I never started that club (mainly because I figured no one was as insane as me), but I did use the idea as inspiration for the AMpanic app I built during my senior year, which would send an embarrassing email to your mom if you didn’t wake up on time (which, in turn, was the precursor to the tweet-based system I showed you above).
Still, the idea of the Early Risers’ Club was a good one, if a little over the top. The simple fact is that you’re more likely to stick to your goal if you’ve got other people holding your feet to the fire.
So why not form one of your own? You don’t have to create a full-fledged school club to do it; in fact, you don’t even need to find people in your local area. All you need is a group of people who have the same goal as you – to wake up early.
There are several subreddits dedicated to waking up early, which you could probably hit up to find potential partners:
Once you’ve found a group (or even just a single partner), there are plenty of ways you can keep each other accountable. If you’re in the same time zone, you could do a daily wake-up call using Skype, Google Hangouts, or FreeConferenceCall if you’d rather do a phone call.
Another option would be to use Habitica (formerly HabitRPG), which supports party-specific challenges.
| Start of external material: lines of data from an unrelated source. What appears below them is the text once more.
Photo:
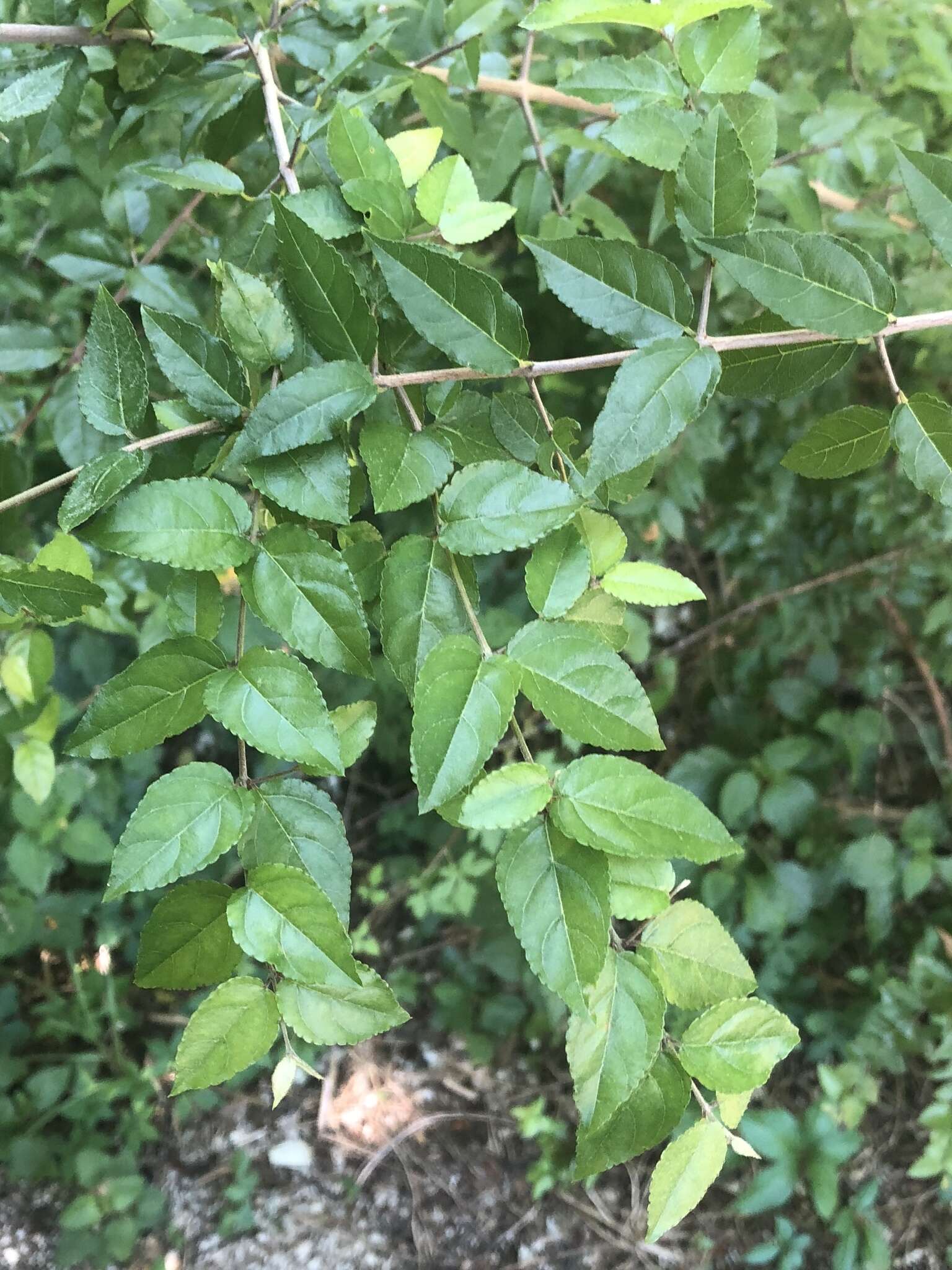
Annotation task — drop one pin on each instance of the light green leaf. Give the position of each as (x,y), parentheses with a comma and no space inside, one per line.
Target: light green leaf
(339,1013)
(235,1025)
(300,587)
(113,393)
(159,695)
(736,1044)
(462,705)
(457,309)
(272,701)
(584,687)
(810,280)
(557,895)
(695,958)
(840,443)
(612,1048)
(638,582)
(683,1175)
(187,941)
(499,506)
(191,523)
(617,287)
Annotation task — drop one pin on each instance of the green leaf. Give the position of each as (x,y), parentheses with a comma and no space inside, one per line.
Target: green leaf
(272,701)
(301,588)
(339,1013)
(187,941)
(420,603)
(621,807)
(202,367)
(235,1025)
(583,687)
(184,821)
(50,595)
(695,958)
(191,523)
(928,180)
(457,309)
(617,287)
(810,280)
(714,193)
(558,572)
(508,797)
(736,1044)
(284,920)
(682,1176)
(614,1048)
(323,290)
(159,695)
(300,826)
(113,393)
(654,395)
(99,484)
(557,895)
(649,1117)
(922,433)
(305,409)
(462,706)
(840,443)
(638,582)
(404,466)
(499,506)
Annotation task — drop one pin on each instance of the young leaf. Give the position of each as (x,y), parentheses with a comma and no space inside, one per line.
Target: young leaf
(191,523)
(457,309)
(283,918)
(187,941)
(235,1025)
(696,961)
(584,687)
(683,1175)
(159,695)
(272,701)
(339,1013)
(617,287)
(462,705)
(557,895)
(301,588)
(840,443)
(113,393)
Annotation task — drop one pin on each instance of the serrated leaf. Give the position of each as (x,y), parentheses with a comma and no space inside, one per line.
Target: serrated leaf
(654,395)
(683,1175)
(113,393)
(462,706)
(583,687)
(840,443)
(695,958)
(187,941)
(499,506)
(810,280)
(191,523)
(557,895)
(323,290)
(298,825)
(612,1048)
(635,295)
(735,1044)
(184,821)
(340,1013)
(639,582)
(300,587)
(234,1026)
(457,309)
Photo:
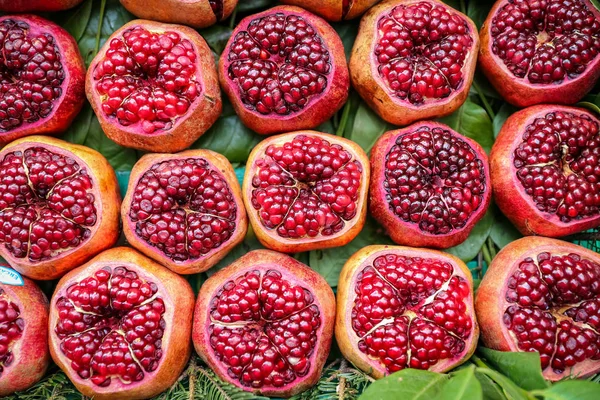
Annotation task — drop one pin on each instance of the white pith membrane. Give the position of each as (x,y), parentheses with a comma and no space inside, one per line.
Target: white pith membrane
(263,328)
(11,330)
(306,187)
(110,326)
(47,203)
(553,307)
(403,304)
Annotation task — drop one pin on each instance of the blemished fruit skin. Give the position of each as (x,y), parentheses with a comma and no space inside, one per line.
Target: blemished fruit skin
(304,107)
(195,13)
(374,90)
(522,92)
(292,272)
(193,85)
(218,164)
(514,199)
(104,232)
(30,350)
(178,298)
(67,104)
(513,281)
(347,296)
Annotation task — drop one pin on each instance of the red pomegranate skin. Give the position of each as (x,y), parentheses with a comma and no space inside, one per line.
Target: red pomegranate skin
(59,206)
(541,294)
(45,94)
(184,210)
(195,13)
(131,339)
(401,307)
(24,352)
(185,98)
(407,66)
(554,63)
(275,89)
(429,186)
(272,306)
(544,168)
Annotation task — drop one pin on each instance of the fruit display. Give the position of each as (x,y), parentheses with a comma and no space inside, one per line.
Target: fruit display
(394,199)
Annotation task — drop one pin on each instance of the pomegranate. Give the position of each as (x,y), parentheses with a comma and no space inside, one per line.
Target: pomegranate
(430,185)
(184,210)
(414,59)
(265,324)
(284,69)
(154,86)
(41,77)
(196,13)
(334,10)
(24,352)
(120,326)
(543,295)
(401,307)
(306,190)
(541,51)
(545,174)
(59,206)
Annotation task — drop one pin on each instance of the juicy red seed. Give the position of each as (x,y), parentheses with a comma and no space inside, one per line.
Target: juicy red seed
(546,42)
(184,208)
(111,325)
(558,165)
(421,50)
(31,74)
(279,64)
(434,179)
(274,332)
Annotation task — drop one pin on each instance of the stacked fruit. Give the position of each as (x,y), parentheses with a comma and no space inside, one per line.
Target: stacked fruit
(121,322)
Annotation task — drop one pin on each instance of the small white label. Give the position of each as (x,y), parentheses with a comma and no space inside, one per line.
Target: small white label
(11,277)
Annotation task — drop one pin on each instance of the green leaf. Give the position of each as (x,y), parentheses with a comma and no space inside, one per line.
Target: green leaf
(523,368)
(407,384)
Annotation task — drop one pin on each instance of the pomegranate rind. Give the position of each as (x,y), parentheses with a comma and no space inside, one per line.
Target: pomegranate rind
(374,91)
(66,107)
(409,233)
(509,193)
(320,108)
(196,13)
(518,91)
(103,234)
(345,335)
(178,297)
(269,237)
(292,270)
(31,355)
(192,266)
(201,115)
(490,302)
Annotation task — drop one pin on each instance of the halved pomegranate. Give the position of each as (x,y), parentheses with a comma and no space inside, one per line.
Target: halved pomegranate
(306,190)
(41,77)
(414,59)
(334,10)
(184,210)
(154,86)
(543,295)
(284,69)
(120,326)
(24,352)
(541,51)
(59,206)
(196,13)
(430,185)
(265,324)
(545,170)
(402,307)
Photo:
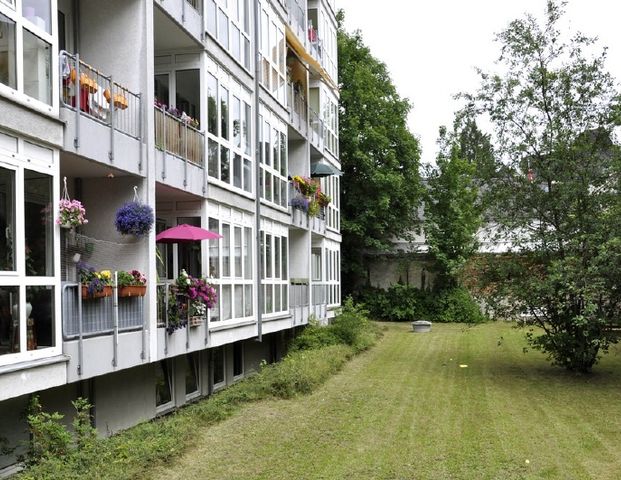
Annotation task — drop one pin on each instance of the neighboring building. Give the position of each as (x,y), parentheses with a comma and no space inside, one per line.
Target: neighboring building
(83,90)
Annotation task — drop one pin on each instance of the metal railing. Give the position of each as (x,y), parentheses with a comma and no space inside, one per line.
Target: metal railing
(91,93)
(178,138)
(297,107)
(97,315)
(317,129)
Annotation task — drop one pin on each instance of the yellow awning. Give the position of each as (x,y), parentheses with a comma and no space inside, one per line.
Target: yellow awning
(295,43)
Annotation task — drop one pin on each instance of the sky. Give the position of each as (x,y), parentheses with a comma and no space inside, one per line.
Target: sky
(432,47)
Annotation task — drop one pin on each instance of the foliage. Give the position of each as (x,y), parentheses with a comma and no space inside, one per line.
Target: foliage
(133,278)
(49,438)
(134,218)
(397,303)
(133,452)
(95,281)
(195,294)
(554,109)
(456,305)
(350,327)
(452,213)
(71,212)
(380,188)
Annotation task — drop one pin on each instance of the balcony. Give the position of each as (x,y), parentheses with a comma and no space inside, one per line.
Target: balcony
(102,334)
(182,148)
(103,116)
(299,301)
(186,13)
(317,130)
(297,107)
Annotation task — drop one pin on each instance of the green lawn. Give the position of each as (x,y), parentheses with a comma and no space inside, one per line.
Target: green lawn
(407,410)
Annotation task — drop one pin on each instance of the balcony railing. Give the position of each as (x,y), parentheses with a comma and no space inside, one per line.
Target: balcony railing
(297,107)
(317,129)
(177,137)
(297,19)
(88,91)
(97,316)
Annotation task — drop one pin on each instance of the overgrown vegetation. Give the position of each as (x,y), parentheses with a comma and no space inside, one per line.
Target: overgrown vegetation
(318,353)
(404,303)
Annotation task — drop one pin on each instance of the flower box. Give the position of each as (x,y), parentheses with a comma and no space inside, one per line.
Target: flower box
(133,291)
(196,321)
(106,292)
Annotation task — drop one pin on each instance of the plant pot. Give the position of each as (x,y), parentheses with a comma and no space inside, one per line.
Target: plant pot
(106,292)
(133,291)
(196,321)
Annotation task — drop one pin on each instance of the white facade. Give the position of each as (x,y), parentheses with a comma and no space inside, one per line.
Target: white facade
(159,100)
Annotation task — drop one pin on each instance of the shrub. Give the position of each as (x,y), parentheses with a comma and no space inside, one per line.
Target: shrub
(399,303)
(456,305)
Form a party with your group, then set a challenge to wake-up early.
Whatever you do, make sure each group member commits to a specific wake-up time up front. Write down each member’s goal so it’s in stone at the outset.
Do You Really Need to Wake Up Early?
The main purpose of this article has been to show you how to wake up early, but you’ll notice that I didn’t really make a great effort of persuading you to do so.
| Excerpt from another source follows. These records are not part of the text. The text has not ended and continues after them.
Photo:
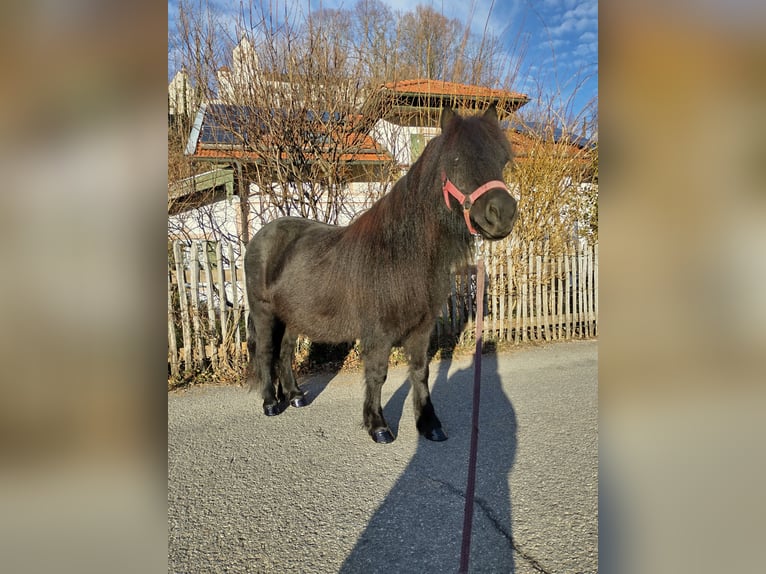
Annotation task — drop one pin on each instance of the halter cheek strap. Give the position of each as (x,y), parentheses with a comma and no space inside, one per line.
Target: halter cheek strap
(467,201)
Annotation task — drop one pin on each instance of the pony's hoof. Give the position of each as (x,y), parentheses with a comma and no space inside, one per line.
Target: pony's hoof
(436,435)
(272,410)
(382,436)
(299,401)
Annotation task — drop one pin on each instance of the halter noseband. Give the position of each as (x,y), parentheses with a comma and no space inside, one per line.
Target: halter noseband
(467,201)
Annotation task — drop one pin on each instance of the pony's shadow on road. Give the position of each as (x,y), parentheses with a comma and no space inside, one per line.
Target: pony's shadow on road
(418,527)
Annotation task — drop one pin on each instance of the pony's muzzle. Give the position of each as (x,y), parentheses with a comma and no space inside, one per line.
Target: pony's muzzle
(496,214)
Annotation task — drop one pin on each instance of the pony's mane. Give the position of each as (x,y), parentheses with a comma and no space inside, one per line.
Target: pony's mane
(412,216)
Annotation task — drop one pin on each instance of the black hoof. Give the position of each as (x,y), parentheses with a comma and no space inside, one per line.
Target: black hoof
(298,402)
(273,410)
(382,436)
(436,435)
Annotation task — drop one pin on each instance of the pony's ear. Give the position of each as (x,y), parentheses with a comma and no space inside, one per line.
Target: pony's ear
(448,114)
(491,113)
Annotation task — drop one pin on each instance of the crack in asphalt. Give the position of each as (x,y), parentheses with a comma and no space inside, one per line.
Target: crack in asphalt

I love waking up early (despite it being tough), and I know many other people that do as well. However, it’s not a prerequisite for success in life, despite all the “Early to bed, early to rise” aphorisms that get thrown around.
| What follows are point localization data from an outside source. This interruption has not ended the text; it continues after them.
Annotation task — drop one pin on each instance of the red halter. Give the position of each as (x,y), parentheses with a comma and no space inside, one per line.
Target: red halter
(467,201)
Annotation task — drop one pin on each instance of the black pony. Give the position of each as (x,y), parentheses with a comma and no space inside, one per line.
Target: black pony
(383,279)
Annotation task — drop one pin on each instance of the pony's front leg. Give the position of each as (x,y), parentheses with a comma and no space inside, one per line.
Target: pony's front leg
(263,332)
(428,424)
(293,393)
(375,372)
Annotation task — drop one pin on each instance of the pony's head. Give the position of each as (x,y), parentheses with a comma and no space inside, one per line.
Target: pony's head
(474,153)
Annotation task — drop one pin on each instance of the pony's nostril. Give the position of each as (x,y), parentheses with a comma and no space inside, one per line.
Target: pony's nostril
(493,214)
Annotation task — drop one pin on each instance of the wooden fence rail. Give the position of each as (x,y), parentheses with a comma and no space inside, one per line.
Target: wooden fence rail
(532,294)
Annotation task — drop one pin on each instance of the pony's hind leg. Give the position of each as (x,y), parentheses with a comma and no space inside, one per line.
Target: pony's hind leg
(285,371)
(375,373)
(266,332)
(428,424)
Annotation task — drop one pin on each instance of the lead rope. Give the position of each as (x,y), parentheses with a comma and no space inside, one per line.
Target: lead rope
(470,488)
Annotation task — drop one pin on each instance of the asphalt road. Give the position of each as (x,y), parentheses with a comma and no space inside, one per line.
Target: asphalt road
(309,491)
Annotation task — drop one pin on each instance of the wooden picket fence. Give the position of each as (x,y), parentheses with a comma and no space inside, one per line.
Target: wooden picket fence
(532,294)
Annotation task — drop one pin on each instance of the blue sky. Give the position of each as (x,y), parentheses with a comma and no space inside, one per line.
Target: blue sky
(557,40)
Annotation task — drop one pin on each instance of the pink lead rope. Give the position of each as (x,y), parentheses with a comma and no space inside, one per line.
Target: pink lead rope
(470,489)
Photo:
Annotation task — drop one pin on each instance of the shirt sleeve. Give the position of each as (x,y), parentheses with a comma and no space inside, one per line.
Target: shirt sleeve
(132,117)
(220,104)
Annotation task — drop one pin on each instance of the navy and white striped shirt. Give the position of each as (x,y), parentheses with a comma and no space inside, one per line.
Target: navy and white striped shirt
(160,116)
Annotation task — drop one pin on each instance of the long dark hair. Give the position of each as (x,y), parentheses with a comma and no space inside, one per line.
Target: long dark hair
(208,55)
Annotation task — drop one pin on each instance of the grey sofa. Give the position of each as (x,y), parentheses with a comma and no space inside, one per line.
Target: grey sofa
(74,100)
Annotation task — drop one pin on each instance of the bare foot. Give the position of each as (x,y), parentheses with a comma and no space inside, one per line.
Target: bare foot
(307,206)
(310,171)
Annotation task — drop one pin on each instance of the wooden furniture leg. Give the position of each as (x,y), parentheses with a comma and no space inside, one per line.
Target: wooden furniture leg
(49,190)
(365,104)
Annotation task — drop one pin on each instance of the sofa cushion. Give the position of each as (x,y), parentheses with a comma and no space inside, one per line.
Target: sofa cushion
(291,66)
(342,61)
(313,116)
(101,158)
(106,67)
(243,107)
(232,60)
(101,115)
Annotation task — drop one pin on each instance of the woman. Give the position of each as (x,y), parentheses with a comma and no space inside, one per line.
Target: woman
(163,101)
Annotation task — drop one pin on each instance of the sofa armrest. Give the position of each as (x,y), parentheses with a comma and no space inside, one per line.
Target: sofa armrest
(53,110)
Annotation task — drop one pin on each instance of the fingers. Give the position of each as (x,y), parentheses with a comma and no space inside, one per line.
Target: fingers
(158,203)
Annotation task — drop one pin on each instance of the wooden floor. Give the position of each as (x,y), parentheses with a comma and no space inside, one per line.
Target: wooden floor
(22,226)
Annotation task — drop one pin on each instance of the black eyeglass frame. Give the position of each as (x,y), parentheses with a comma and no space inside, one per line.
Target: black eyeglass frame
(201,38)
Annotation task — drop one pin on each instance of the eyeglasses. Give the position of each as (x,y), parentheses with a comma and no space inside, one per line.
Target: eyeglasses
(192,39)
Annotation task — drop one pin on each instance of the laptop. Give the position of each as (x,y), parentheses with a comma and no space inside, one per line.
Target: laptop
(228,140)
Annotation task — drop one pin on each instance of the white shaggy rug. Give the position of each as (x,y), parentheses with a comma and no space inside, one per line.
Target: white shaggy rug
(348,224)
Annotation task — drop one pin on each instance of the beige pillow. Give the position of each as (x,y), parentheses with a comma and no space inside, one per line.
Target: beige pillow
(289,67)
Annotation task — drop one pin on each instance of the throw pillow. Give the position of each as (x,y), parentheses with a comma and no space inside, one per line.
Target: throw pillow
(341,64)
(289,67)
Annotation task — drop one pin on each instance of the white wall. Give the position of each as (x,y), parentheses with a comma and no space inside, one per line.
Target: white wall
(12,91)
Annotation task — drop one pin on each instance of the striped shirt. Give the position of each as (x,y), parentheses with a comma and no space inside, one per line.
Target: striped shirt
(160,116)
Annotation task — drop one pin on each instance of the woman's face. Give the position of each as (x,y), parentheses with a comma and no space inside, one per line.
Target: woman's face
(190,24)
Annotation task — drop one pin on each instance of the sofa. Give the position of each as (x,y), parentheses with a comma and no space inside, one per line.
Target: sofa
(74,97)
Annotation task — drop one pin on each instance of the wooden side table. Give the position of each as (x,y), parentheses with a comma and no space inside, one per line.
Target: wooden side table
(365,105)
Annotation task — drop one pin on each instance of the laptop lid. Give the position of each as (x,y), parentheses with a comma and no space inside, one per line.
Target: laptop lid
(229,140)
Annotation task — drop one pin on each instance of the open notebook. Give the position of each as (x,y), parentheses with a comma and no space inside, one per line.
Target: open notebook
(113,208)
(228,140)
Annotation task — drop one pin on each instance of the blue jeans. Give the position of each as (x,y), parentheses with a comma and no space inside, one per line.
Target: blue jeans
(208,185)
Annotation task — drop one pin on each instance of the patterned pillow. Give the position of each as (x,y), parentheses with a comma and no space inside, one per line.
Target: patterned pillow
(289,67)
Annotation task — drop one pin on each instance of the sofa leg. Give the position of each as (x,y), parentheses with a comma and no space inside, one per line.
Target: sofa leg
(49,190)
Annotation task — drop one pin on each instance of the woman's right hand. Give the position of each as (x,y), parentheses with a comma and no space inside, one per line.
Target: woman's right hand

You don’t have to wake up early to achieve your goals – doing so doesn’t give you a universal advantage. It may have done so 200 years ago, when most of us were farmers; today, though, we have a lot more flexibility for when we do our work. All that matters is getting it done.
In fact, science has show that different people are wired to sleep at different times. Your natural urge to sleep at a certain time is known as your chronotype, and while most people can be flexible with it, the built-in defaults will vary from person to person. That’s part of the reason some people are larks (early risers) and others are owls (late risers).
Furthermore, there’s evidence that owls hold several advantages over larks, some of which are explained in this Fast Company article. For instance, owls may actually be a bit smarter than larks, and the article presents evidence showing they may be better at sports, too.
On the opposite side of the coin, the article cites evidence that shows larks may be less prone to procrastination and bad habits.
However, the most important finding is that neither group is any healthier, wealthier, or wiser than the other – despite what ole’ Ben Franklin might have told you. Here’s the conclusion of a 1998 research paper published in the BMJ:
“These findings do not support Franklin’s claim. A “late to bed and late to rise” lifestyle does not seem to lead to socioeconomic, cognitive, or health disadvantage, but a longer time spent in bed may be associated with increased mortality.”
In conclusion, my main recommendation is that you pay attention to your energy levels and adjust your schedule accordingly. If you find that you get your best work done late at night, awesome! Choose a later bedtime, and get up late enough in the morning to get adequate sleep.
Personally, I find that if I wake up past 8 A.M., my brain irrationally feels like the day is wasted, and my motivation levels plummet. That’s why I get up early – it simply makes me feel better and work better.